I started the fire this weekend after returning from a brisk walk to the farm and pointed out to my wife that it was becoming a political act.
like a mixed fire of briquettes, grass and later charcoal to really turn up the heat. Fire is perhaps our oldest act as human beings. It was fire that helped us cook our first meat, it was fire that cleared the land for fresh grass and in my former home in Australia, the raising of fire sticks by the aborigines is perhaps the oldest intact agricultural management system of farms and landscape in existence.
We live in the epoch of the Anthropocene – the proposed epoch that counts mankind’s time on earth. As Tim Flannery, the Australian climatologist called it, the long hot summer of the past 8,000 years.

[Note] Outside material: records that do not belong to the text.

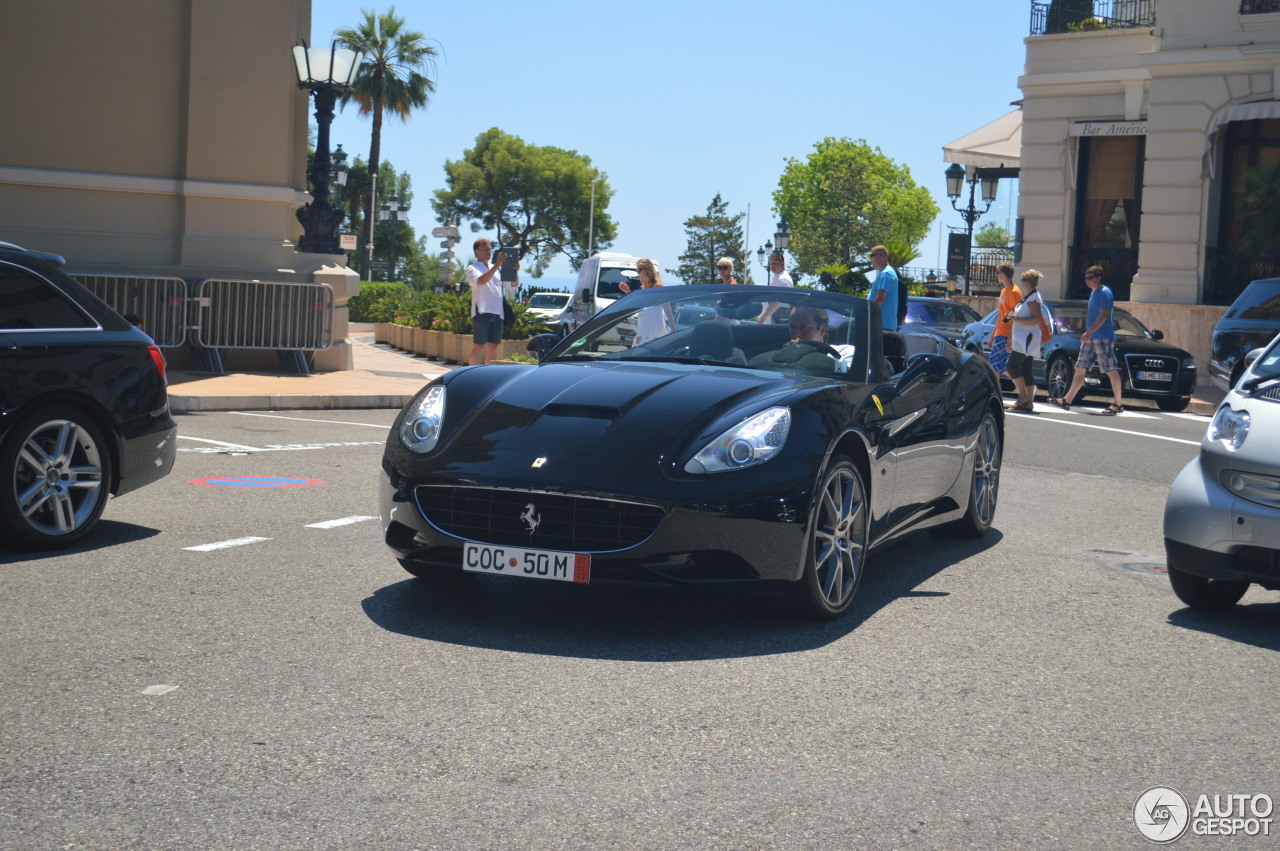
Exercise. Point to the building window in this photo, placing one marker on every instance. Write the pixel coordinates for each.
(1107, 213)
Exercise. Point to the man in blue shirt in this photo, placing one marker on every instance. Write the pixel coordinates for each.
(1097, 344)
(885, 289)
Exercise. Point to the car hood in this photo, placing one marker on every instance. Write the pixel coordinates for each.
(600, 410)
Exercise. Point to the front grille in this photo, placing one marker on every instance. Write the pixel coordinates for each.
(1152, 364)
(571, 524)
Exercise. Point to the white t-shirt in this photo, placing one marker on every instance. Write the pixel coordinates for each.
(485, 298)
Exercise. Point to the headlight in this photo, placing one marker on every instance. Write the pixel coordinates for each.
(749, 443)
(1229, 426)
(421, 426)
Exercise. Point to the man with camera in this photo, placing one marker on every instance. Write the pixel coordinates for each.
(487, 301)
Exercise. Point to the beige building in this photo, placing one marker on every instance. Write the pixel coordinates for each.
(1137, 129)
(161, 137)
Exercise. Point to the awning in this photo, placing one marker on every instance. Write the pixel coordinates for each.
(996, 145)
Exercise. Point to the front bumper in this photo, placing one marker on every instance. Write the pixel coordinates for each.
(720, 535)
(1212, 532)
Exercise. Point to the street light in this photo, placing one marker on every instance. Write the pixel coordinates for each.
(956, 178)
(325, 72)
(393, 213)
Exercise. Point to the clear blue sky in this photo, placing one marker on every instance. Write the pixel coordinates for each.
(676, 101)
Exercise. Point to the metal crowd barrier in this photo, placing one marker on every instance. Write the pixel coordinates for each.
(159, 302)
(257, 314)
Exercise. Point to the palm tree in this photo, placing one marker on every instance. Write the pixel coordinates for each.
(391, 79)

But recently I came across Stephen J Pyne, a fire expert who has been researching fire for decades. Professor Pyne, in his many books on fire, has proposed a new term for our time: the Pyrocene, i.e. the age of fire.
First keepers of the fire, humans have changed our world so much that the fire is now, because of our actions, out of control.
In 2019/2020, we witnessed a unique six-month window in which two major fire types burned across the globe. On the one hand, we had the artificial fires of the Amazon, where land was cleared to make way for agricultural pasture, while on the other side of the world, climate-induced fires ravaged the bush. Australia, burning 18.6 million hectares.
Brazil’s wildfires were started by humans to create farmland, with 80,000 fires across Brazil in August 2019.
Those fires are now gone and the land has been reclaimed, but at what cost to the overall health of the planet?
The Amazonian forest, instead of being a carbon reservoir, now emits more Co2 than it absorbs. It is the direct result of the artificial fires in this forest which led to the disappearance of the lungs of the world.
Fire, a formidable tool of our civilization, somehow comes back to haunt us. Just this week, The Guardian newspaper reported that by 2050 wildfires are likely to increase by a third and there will be fires in new, previously unaffected countries, from l Europe to the Americas.
Indeed, the report says suppression-resistant megafires could emerge in Southern California, part of the United States’ food basket. Such fires would of course have a ripple effect on food production.
While Ireland and neighboring UK will be safe from these wildfires for some time to come, it made me think of all the nations where that won’t be the case.
Lighting the fire is now a political act in many ways. From discussions of turf wars in this country to the uncontrollable fires of the global south.
Like it or not, the Pyrocene, it seems, is here to stay.